As for the SF-36 questionnaire, this test allowed us to underline an enhancement of quality of life as perceived by patients, likely related to their enhanced health status.

5. Conclusions

We would like to stress that this study highlighted the cardioprotective action of EVOO in nephropathic patients for the first time. This positive health effect could be due to the reduction of the chronic inflammatory state produced by the oleocanthal and to the improvement of lipid metabolism induced by HT and oleuropein.

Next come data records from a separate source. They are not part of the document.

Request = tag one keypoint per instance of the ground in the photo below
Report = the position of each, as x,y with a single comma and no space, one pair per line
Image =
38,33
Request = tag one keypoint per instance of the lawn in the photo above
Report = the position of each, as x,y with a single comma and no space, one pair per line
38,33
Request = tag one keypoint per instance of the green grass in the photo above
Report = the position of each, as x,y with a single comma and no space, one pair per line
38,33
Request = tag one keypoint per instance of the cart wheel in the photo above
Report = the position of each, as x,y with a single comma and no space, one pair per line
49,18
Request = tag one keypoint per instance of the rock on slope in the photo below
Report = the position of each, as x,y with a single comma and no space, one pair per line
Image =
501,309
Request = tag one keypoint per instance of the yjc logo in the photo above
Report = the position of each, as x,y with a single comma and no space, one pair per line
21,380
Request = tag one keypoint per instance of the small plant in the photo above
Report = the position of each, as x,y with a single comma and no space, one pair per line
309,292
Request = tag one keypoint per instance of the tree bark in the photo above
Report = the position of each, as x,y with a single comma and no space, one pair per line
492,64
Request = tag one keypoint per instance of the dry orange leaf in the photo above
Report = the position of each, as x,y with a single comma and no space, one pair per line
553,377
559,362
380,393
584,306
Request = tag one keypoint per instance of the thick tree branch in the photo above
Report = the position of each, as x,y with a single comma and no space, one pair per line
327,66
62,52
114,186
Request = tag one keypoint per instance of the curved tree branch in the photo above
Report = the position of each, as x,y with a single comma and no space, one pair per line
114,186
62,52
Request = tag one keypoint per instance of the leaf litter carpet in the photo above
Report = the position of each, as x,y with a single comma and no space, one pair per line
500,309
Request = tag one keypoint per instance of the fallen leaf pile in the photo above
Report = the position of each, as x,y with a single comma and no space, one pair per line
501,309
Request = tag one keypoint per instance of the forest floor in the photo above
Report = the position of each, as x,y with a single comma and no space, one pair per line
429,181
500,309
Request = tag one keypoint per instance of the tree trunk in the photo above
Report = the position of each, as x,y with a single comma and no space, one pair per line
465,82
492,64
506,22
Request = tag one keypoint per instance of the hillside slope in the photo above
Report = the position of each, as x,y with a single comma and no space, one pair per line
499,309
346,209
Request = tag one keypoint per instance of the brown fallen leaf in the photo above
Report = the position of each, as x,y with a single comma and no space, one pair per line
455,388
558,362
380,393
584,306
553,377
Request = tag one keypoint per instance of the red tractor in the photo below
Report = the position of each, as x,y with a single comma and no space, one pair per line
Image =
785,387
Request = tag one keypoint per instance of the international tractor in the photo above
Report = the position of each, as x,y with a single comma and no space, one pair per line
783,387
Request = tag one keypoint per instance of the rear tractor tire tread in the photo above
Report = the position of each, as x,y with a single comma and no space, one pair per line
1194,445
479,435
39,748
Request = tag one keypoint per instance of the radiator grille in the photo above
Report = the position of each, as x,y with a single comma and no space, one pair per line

Previous clinical trials (such as PREDIMED [26], EPIC [25], and EUROLIVE [27]) have shown this beneficial effect only in other CV high-risk populations, but not in CKD patients.

In order to reduce CV mortality in CKD, the traditional nutritional treatment, planned according to CKD stage, should be combined with functional foods. Among these, according also to EFSA’s health claim [43,44], EVOO with a high content of MPCs seems to be one of the most important functional foods exerting cardioprotective action.